Per esigenze di diverso tipo, capita spesso di dover relazionarsi con persone chiuse in se stesse e dall’atteggiamento ostile, con cui si è costretti per forze maggiori a condividere del tempo.

Si tratta spesso di familiari invadenti, di colleghi altezzosi o di soggetti a cui ci si lega e di cui non si riesce a separarsi, restando in una continua situazione di dipendenza affettiva. E proprio in questi casi mille domande e molteplici dubbi sorgono e offuscano la mente spingendo il singolo a riflettere spesso sul perché quelle persone sono tanto odiose sia con se stessi che con tutti quelli che incontrano.

Una risposta è fornita dalla cosiddetta “Sindrome BRF”, o meglio nota come “Bitchy Resting Face”, che starebbe ad indicare la classica espressione da persona detestabile e antipatica. Anche se l’acronimo traduce infatti un termine più preciso, questo comportamento sembra esistere sul serio, da quando un comico americano ha deciso di diffondere tale definizione, etichettando con essa quelle persone che non gli andavano a genio. Per farlo ha utilizzato il web, divulgando la sua nuova teoria tramite video ed immagini esplicativi.

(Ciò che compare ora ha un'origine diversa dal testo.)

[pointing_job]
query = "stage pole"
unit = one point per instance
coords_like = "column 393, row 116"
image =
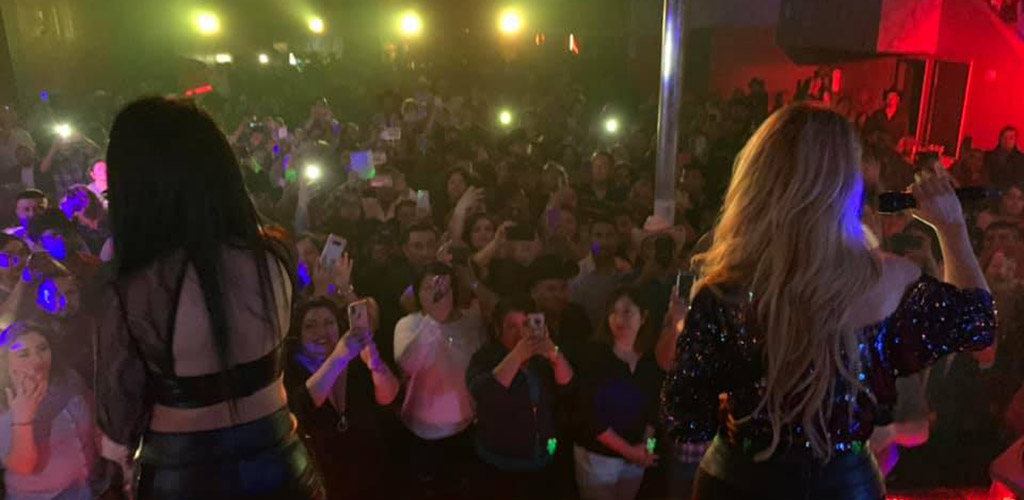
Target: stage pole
column 668, row 116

In realtà, battute comiche a parte, la Sindrome BRF caratterizza in particolar modo i soggetti di sesso femminile che mostrerebbero nella maggior parte delle volte un’espressione facciale stanca, nervosa e spesso disgustata da tutto ciò che capita intorno. Mantenendo questo atteggiamento, la donna creerebbe attorno a sé il gelo, allontanando chi prova ad avvicinarsi a lei per intraprendere un qualsiasi tipo di relazione. Ma qui il carattere centra ben poco, in quanto si tratta piuttosto di un difetto fisico caratterizzato da un problema muscolare che rilassa i muscoli facciali in modo anomalo facendo assumere delle espressioni davvero poco piacevoli.

A detta dei chirurghi estetici, l’unica soluzione sarebbe la plastica facciale che mediante un intervento muterebbe le sembianze delle donne affette da tale problema. O magari, visto che in fondo si tratta solo di aspetto esteriore, si potrebbe provare ad andare più in profondità e a fare breccia nel cuore di chi si vuole conquistare.

Tale problema non induca a fare di tutta l’erba un fascio, visto che la Sindrome colpisce anche il popolo maschile, il quale è spesso preda di bronci e di silenzi impenetranti soprattutto per le partner.